Et toi alors, que deviens-tu ?
Je joue au théâtre, je tourne, je réalise… lorsque je le peux car aujourd’hui c’est devenu difficile. J’ai réalisé six films avec Pascal Arnold mais ça fait six ans qu’on rame pour réaliser un film parce que nos sujets ne sont pas assez commerciaux, nous ne sommes pas assez formatés. Mais nous ne voulons pas faire de concessions. Alors, en attendant je joue ailleurs.
Il y a eu l’important rencontre avec Lars van Trier ?
Oui, avec qui j’ai fait cinq films. C’est le cinéma indépendant que j’aime. Lars est un grand réalisateur et j’aime tourner avec lui même s’il n’est pas le réalisateur le plus populaire. Mais c’est ce cinéma qui me donne envie de faire mon métier.
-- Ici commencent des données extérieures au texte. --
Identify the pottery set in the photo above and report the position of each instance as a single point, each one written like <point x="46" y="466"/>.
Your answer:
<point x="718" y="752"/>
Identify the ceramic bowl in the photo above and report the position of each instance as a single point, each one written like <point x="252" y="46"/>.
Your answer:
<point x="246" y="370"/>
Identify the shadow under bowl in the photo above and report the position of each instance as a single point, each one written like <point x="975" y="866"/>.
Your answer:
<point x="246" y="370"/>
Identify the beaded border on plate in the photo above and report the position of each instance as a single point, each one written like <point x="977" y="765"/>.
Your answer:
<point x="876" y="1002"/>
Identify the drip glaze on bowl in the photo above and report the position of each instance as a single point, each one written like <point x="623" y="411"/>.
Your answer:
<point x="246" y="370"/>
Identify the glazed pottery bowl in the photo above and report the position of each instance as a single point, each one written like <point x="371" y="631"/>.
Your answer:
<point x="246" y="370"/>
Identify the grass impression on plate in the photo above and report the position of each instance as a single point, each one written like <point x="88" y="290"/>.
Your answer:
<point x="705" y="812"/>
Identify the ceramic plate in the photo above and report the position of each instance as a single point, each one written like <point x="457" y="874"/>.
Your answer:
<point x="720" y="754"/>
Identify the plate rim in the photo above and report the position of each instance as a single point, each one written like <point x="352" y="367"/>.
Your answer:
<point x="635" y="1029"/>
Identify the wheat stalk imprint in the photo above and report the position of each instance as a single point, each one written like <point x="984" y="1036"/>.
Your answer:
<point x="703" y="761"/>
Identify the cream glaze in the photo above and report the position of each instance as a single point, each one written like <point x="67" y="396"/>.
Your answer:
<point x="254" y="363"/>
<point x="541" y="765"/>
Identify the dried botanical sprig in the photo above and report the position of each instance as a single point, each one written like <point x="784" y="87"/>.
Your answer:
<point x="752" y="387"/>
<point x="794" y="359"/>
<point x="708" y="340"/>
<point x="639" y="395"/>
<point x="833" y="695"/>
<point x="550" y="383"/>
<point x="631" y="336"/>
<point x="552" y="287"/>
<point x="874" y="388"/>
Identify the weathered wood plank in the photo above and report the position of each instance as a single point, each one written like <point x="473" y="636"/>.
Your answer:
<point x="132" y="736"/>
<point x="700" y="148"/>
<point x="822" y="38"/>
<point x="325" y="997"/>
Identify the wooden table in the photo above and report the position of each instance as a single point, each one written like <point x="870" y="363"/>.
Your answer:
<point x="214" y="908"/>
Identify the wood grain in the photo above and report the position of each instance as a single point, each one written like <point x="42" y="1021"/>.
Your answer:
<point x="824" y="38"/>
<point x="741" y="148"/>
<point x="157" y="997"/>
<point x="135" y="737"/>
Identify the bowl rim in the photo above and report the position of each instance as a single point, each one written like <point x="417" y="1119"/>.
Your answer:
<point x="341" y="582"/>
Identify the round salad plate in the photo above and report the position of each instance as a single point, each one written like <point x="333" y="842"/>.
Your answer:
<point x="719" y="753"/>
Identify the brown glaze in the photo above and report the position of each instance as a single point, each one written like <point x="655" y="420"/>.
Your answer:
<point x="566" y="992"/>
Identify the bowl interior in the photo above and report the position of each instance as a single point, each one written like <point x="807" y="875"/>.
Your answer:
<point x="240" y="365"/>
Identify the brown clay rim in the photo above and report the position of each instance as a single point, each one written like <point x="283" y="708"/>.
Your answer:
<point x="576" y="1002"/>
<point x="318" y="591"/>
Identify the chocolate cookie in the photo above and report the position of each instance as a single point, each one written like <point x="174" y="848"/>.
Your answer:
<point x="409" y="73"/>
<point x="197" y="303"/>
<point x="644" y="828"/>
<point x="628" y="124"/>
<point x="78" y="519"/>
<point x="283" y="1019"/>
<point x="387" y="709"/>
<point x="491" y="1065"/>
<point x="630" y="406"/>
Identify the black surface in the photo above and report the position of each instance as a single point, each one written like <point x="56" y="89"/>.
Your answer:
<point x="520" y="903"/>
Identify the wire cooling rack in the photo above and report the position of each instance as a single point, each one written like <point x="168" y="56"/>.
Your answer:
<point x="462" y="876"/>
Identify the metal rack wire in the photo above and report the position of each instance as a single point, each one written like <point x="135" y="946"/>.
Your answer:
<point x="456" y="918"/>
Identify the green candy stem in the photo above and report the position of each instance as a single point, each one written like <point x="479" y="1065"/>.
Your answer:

Tu te partages entre cinéma, télévision, théâtre…
Oui puisque, de 2011 0 2016 j’ai tourné dans la série télé « Deux flics sur les docks » avec Bruno Solo. J’ai tourné au cinéma un film en noir et blanc « Grain » de Semih Kapanoglou. Puis j’ai retrouvé mon ex femme Irina Decermic pour créer dans son pays, à Belgrade, un spectacle tiré de la nouvelle de Tplstoï « La sonate à Kreutzer » où elle joue au piano du Beethoven avec Sonja Kalajic au violo. La pièce a été traduite et jouée à la Comédie de Picardie et que nous reprenons à la rentrée au Studio Hebertot à Paris. Je viens de tourner une série allemande pour Arte « Bad Banks » réalisée par Christian Schworchow…
Donc tu es un homme heureux ?
D’autant plus heureux que je viens d’être pour la première fois papa d’un petit Jude que j’ai eu avec la réalisatrice italienne Stella di Tocco et nous partageons notre vie entre la France et l’Italie ! »
Après ce bel entretien, Noémie Dumas, directrice du Six N’étoiles le recevait donc autour de deux visiteurs de marque : Gilles Grandguillotte, directeur administratif et financier de la société Paul Ricard et Nardo Vicente, biologiste, fondateur de la revue « Océanorama » de l’Institut océanographique Paul Ricard.